Gennifer Flowers (born January 24, 1950) is an American model and actress who obtained notoriety after revealing a sexual relationship with former U.S. President Bill Clinton. In January 1998, Bill Clinton testified under oath that he had sexual relations with Ms. Flowers.[1] Prior to Bill Clinton's presidency, she also posed nude for Penthouse magazine and was an actress in two films and one TV show.

Bill Clinton controversy[edit]

Gennifer Flowers came forward during Bill Clinton's 1992 Presidential election campaign, stating that she had had a 12-year relationship with him.[2] Flowers at first denied that she had an affair with Clinton, but later changed her story.[3]

After Bill Clinton denied having a relationship with Flowers on 60 Minutes, she held a press conference in which she played tape recordings she had secretly made of phone calls with Clinton.[3] Clinton subsequently apologized publicly to Mario Cuomo for remarks he made about the then-Governor of New York on the tapes. During the press conference, Flowers was famously asked several questions by "Stuttering John" Melendez of the Howard Stern Show if she was planning to sleep with any other candidates before the election, along with if Clinton used a condom and if there ever was a threesome. She responded by laughing at Stuttering John's prank whereas her advisor wanted to ignore him by trying to answer other questions.
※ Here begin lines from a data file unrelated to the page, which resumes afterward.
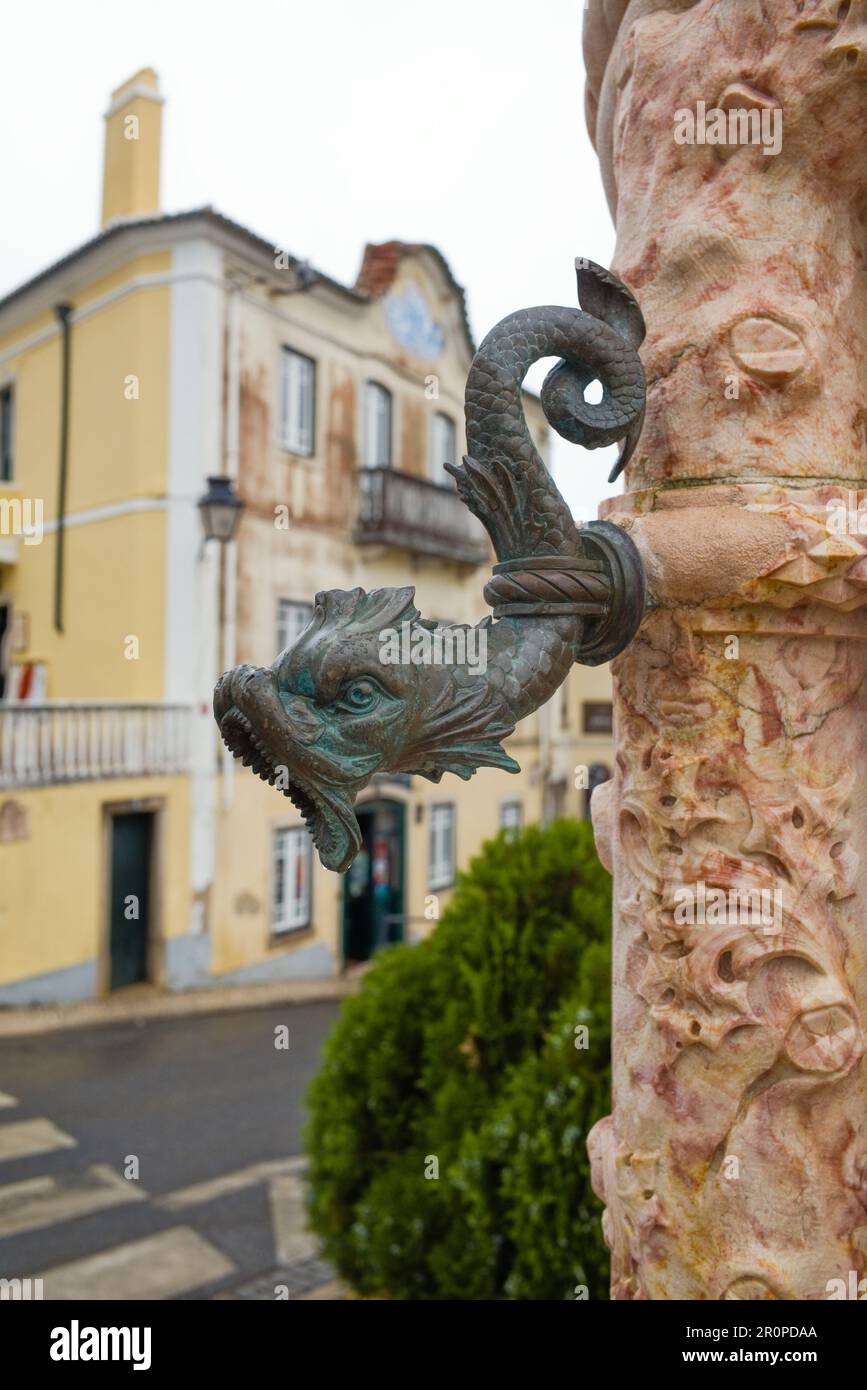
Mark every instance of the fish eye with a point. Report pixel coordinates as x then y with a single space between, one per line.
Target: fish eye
360 695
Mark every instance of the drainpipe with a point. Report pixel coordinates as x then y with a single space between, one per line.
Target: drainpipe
63 316
228 553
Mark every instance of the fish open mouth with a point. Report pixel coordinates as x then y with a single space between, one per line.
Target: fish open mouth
327 813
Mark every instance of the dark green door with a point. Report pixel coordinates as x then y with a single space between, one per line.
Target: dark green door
129 906
374 886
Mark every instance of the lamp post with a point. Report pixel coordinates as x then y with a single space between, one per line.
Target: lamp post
220 510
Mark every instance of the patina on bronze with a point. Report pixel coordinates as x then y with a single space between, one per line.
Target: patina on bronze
329 713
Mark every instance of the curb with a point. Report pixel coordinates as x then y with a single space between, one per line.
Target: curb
139 1005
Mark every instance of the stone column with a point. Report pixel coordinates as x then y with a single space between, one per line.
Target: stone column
735 1161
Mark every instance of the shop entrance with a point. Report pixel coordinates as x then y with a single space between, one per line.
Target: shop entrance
374 883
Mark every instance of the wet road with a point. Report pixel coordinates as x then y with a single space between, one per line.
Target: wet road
157 1158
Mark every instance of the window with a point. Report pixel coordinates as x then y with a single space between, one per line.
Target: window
298 392
442 847
291 622
7 416
512 818
442 448
292 861
377 452
598 717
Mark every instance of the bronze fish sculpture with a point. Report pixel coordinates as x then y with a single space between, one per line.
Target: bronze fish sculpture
329 713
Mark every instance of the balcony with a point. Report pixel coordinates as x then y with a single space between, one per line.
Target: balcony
57 741
414 514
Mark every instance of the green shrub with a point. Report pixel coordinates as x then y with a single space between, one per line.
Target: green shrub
463 1050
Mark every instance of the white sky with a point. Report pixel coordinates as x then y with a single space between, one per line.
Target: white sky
323 125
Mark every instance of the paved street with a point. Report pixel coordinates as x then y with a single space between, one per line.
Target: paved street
210 1109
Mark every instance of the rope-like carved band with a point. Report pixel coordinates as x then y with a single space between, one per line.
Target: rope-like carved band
549 585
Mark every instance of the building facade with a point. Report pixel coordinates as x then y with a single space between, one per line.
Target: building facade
167 350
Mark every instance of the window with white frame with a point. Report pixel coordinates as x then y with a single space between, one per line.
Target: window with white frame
442 847
292 866
377 444
291 622
512 818
298 399
7 412
443 444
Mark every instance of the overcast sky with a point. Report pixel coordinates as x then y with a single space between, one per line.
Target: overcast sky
323 125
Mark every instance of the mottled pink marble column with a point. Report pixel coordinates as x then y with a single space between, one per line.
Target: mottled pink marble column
735 1161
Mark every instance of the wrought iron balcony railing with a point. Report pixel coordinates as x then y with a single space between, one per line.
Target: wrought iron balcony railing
414 514
59 741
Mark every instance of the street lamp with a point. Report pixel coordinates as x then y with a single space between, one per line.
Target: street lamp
220 509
News reports at the time speculated that the taped phone conversations between Flowers and Clinton could have been doctored;[3][4] Flowers had sold the original tapes to Star and they were never lab-tested.[5] Clinton aides James Carville and George Stephanopoulos backed this claim as well.[6] Stephanopoulos later claimed in a 2000 interview with journalist Tim Russert that "Oh, it was absolutely his voice, but they were selectively edited in a way to – to create some – some impression."[7]

In December 1996, Gennifer Flowers talked about her sexual relationship with Bill Clinton on The Richard Bey Show. The show was canceled the following day. Richard Bey later attributed a direct connection between the two consecutive events.[8]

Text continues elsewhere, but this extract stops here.